Jeb Loy Nichols and Adrian Sherwood have been close friends – and partners in music, and protest – for over 4 decades now. Adrian started his imprint, ON-U Sound, in 1981, and Jeb, who was sharing a squat with mutual amigo, Ari Up, first recorded for the label that same year – contributing a track to the Cherry Red sampler, Wild Paarty Sounds. 

Adrian’s production, here, on Jeb’s latest long-player, The United States Of The Broken Hearted, is, uncharacteristically perhaps, understated. Forgoing the more usual far-out phasing of aural parameters, and instead concentrating on the separation and clarity of the sparse acoustic instrumentation involved. Allowing the listener to focus on Jeb’s lyrics. Don’t get me wrong, there’s the odd delicate dubwise twist and drop into infinite echo, but it’s the songs themselves that are showcased. Tracks that, for example, take to task a media machine, manipulating us with distractions and divisions. Proliferating paranoia, and nurturing neuroses, by getting us to worry about tiny things that just don’t matter. The title track is a ditty for the disenfranchised and downtrodden, those not privileged with possibilities, but instead seemingly doomed to dead-ends. An ever-growing majority. A paean to the poor. Jeb, articulating his anger with a catchy, nursery rhyme, simplicity, set to his own strummed guitar, and augmented, on occasion, with swooning strings, plaintive piano, a flash of fiddle. Blasts of saxophone, harmonica, flute, and muted mariachi brass. 

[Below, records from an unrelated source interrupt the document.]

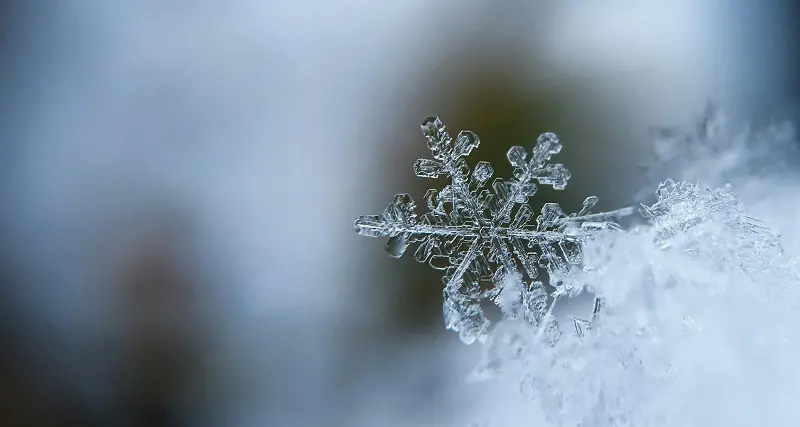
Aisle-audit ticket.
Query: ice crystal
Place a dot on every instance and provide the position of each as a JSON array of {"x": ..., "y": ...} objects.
[
  {"x": 479, "y": 232},
  {"x": 681, "y": 287}
]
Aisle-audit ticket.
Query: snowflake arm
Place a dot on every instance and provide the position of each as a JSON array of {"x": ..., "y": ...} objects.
[{"x": 478, "y": 234}]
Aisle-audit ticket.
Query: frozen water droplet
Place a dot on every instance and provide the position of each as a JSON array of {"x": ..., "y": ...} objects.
[
  {"x": 482, "y": 172},
  {"x": 466, "y": 141},
  {"x": 427, "y": 168},
  {"x": 516, "y": 156},
  {"x": 434, "y": 131},
  {"x": 546, "y": 146},
  {"x": 396, "y": 245}
]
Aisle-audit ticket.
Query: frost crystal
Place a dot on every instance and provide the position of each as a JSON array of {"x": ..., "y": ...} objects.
[{"x": 486, "y": 238}]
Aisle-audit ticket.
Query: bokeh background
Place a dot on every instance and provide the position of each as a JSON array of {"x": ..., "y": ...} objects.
[{"x": 179, "y": 181}]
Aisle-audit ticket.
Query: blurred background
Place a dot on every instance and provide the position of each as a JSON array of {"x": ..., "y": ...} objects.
[{"x": 180, "y": 178}]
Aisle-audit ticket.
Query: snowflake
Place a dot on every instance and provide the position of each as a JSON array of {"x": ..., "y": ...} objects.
[{"x": 487, "y": 239}]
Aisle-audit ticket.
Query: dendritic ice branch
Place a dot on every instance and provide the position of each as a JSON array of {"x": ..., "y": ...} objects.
[{"x": 482, "y": 234}]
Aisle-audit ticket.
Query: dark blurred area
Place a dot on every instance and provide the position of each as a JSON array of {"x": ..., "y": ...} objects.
[{"x": 179, "y": 181}]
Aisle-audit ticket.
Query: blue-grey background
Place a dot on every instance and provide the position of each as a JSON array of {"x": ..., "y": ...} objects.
[{"x": 179, "y": 181}]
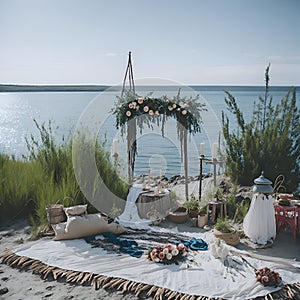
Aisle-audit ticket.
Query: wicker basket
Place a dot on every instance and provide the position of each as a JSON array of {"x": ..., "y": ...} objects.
[
  {"x": 55, "y": 213},
  {"x": 179, "y": 215},
  {"x": 231, "y": 238}
]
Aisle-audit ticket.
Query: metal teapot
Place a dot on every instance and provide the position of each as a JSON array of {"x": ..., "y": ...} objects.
[{"x": 263, "y": 185}]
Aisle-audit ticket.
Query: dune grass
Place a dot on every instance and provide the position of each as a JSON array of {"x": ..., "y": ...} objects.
[{"x": 46, "y": 176}]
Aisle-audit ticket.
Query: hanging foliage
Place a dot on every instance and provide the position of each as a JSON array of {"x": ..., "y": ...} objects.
[{"x": 149, "y": 111}]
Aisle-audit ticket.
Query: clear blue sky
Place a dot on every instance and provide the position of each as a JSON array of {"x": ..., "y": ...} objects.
[{"x": 205, "y": 42}]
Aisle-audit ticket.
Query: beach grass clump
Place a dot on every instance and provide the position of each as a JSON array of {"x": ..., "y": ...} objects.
[
  {"x": 46, "y": 176},
  {"x": 269, "y": 142}
]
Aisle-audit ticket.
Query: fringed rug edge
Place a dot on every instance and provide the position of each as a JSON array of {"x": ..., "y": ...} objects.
[{"x": 98, "y": 281}]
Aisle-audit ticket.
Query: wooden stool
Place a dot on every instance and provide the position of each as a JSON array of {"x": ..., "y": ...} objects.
[{"x": 215, "y": 204}]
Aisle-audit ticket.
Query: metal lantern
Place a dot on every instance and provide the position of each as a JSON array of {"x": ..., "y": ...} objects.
[{"x": 263, "y": 185}]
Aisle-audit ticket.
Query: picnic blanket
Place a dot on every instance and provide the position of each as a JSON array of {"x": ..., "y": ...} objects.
[{"x": 101, "y": 262}]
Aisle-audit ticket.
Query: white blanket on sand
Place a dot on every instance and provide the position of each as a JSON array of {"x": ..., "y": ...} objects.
[{"x": 203, "y": 275}]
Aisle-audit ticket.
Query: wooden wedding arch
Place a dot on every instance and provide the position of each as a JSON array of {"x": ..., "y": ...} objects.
[{"x": 135, "y": 112}]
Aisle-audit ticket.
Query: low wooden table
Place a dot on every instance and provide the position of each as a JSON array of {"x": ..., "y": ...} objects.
[{"x": 148, "y": 202}]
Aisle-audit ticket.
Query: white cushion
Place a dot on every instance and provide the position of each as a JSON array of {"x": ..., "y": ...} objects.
[
  {"x": 76, "y": 210},
  {"x": 85, "y": 225}
]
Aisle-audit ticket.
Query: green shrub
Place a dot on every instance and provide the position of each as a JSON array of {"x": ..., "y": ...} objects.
[
  {"x": 269, "y": 142},
  {"x": 46, "y": 176}
]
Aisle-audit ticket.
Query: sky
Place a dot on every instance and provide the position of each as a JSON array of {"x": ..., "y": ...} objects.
[{"x": 193, "y": 42}]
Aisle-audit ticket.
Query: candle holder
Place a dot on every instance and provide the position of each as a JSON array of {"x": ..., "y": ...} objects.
[
  {"x": 200, "y": 176},
  {"x": 115, "y": 156},
  {"x": 214, "y": 162}
]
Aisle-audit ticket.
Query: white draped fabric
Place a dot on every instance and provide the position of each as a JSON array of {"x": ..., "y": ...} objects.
[
  {"x": 259, "y": 223},
  {"x": 203, "y": 275}
]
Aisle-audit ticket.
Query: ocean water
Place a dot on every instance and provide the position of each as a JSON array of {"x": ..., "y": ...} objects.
[{"x": 162, "y": 155}]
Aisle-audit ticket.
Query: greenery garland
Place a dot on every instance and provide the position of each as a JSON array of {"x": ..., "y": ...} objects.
[{"x": 148, "y": 111}]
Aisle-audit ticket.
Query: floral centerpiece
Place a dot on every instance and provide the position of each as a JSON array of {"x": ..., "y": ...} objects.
[
  {"x": 268, "y": 277},
  {"x": 168, "y": 254}
]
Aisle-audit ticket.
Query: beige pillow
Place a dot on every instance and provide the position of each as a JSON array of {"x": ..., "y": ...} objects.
[
  {"x": 77, "y": 210},
  {"x": 81, "y": 226}
]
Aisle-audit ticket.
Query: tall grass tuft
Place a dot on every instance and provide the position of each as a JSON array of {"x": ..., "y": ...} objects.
[{"x": 46, "y": 176}]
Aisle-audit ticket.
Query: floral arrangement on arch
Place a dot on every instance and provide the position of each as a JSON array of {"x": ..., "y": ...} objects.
[
  {"x": 186, "y": 111},
  {"x": 168, "y": 254},
  {"x": 268, "y": 277}
]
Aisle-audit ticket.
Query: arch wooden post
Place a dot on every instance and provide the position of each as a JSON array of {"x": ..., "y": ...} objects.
[
  {"x": 185, "y": 163},
  {"x": 131, "y": 126}
]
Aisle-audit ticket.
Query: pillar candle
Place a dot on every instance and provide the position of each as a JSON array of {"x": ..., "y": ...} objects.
[
  {"x": 115, "y": 146},
  {"x": 214, "y": 150},
  {"x": 202, "y": 149}
]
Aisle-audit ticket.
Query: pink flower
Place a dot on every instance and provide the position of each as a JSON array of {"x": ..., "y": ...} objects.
[
  {"x": 166, "y": 251},
  {"x": 175, "y": 252},
  {"x": 169, "y": 246},
  {"x": 169, "y": 256},
  {"x": 180, "y": 246}
]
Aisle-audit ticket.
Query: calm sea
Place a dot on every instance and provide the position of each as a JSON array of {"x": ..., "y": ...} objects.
[{"x": 66, "y": 110}]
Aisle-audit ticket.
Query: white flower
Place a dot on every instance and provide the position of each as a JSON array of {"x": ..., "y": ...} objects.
[
  {"x": 175, "y": 252},
  {"x": 169, "y": 256}
]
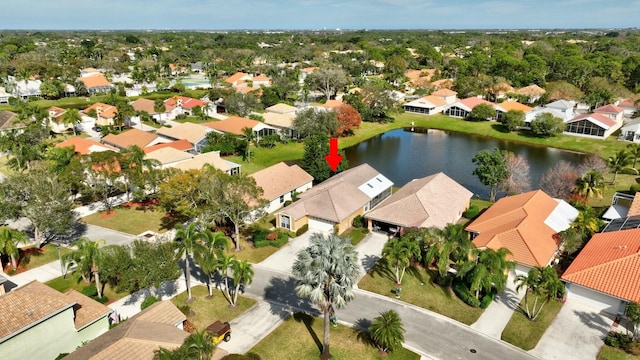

Big Troubles Come In Through A Small Door suggests solving the problems that we’ve made for ourselves, by simply getting off the grid. Something that Jeb did himself around 20 years ago, by moving to rural Wales. Two of the pieces here reflect that retreat. I’m Just A Visitor gives thanks for this life, well aware of its fragility, and transience, while Looking For Some Rain, feels as if it might break under the weight, the wonder, of Nature’s beauty. 

Rooted in the blues, the music is a melting pot of all American folk – be that soul, jazz, country, bluegrass, or a slow, clipped funk – plus a reference to Rasta, in No Hiding Place For Me’s “Run to the rock”. There’s a little of Willie Williams` sufferers to some of the tunes. Please don’t forget that Jeb once versioned Pablo Gad’s Hard Times. 

His choice of covers this time out draws a line in the sand, and makes plain his, and On-U’s, political position. Written in 1955, Red Hayes & Jack Rhodes’ Satisfied Mind denounces the false gods of greed and financial wealth. From 1948, Woody Guthrie’s Deportee – a caustic attack on the U.S.A.’s dehumanizing immigration laws – criminally, could have been penned yesterday. Similarly, I Hate The Capitalist System, first recorded in 1937 by Sarah Ogan Gunning, a Kentucky mining union, and Harlan County War veteran, sadly also hasn’t aged one iota.

Jeb Loy Nichols` The United States Of The Broken Hearted is out today, via On-U Sound.